Neulich war ich zu einer Poolparty eingeladen. Das war genau das richtige für mich. Es würden viele Mädels anwesend sein, es würde viel nackte Haut zu sehen geben und ich hoffte natürlich auch, dass ich diese Party nicht allein verlassen würde. Das mich dort allerdings eine gewöhnungsbedürfte Überraschung erwarten würde, hätte ich natürlich nicht vermutet.

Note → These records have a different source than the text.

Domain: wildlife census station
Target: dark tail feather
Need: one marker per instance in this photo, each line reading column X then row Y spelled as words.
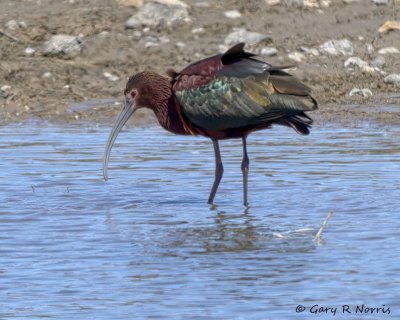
column 301, row 123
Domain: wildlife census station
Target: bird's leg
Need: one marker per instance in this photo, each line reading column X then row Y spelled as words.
column 219, row 170
column 245, row 171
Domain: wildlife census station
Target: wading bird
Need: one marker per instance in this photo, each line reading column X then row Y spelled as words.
column 225, row 96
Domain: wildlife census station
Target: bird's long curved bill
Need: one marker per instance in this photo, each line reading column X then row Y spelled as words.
column 125, row 114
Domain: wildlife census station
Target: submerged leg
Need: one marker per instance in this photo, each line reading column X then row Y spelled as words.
column 245, row 171
column 219, row 170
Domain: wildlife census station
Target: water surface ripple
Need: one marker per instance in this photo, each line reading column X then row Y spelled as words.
column 146, row 245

Am Abend der Party war ich natürlich aufgeregt. Ich verbrachte einige Zeit im Bad um mich für ein eventuell bevorstehendes Date herzurrichten. Zum vereinbarten Zeitpunkt ging ich zum Haus meines Bekannten, wo die Party stattfinden sollte. Es waren schon sehr viele Gäste anwesend und darunter waren auch einige sehr hübsche Mädchen. Mit einigen kam ich schnell ins Gespräch und wir stürzten uns in die angenehm kühlen Fluten. Natürlich kam es hier schon zu den ersten Annäherungsversuchen. Ein Mädchen hatte es mir besonders angetan. Sie hieß Rebecca und hatte eine echt geile Figur. Ihr Bikini gab mehr preis, als das er verhüllte ohne jedoch irgendwie billig zu wirken. Die kleine hatte samtweiche Haut und ihre Rundungen waren nicht zu übersehen. Ihre Brüste sprangen mir förmlich ins Gesicht und ihr süßer Popo wippte bei jedem Gang in dem knappen Höschen aufreizend hin und her. Es erforderte schon einige Selbstbeherrschung von mir, sie nicht sofort zu vernaschen.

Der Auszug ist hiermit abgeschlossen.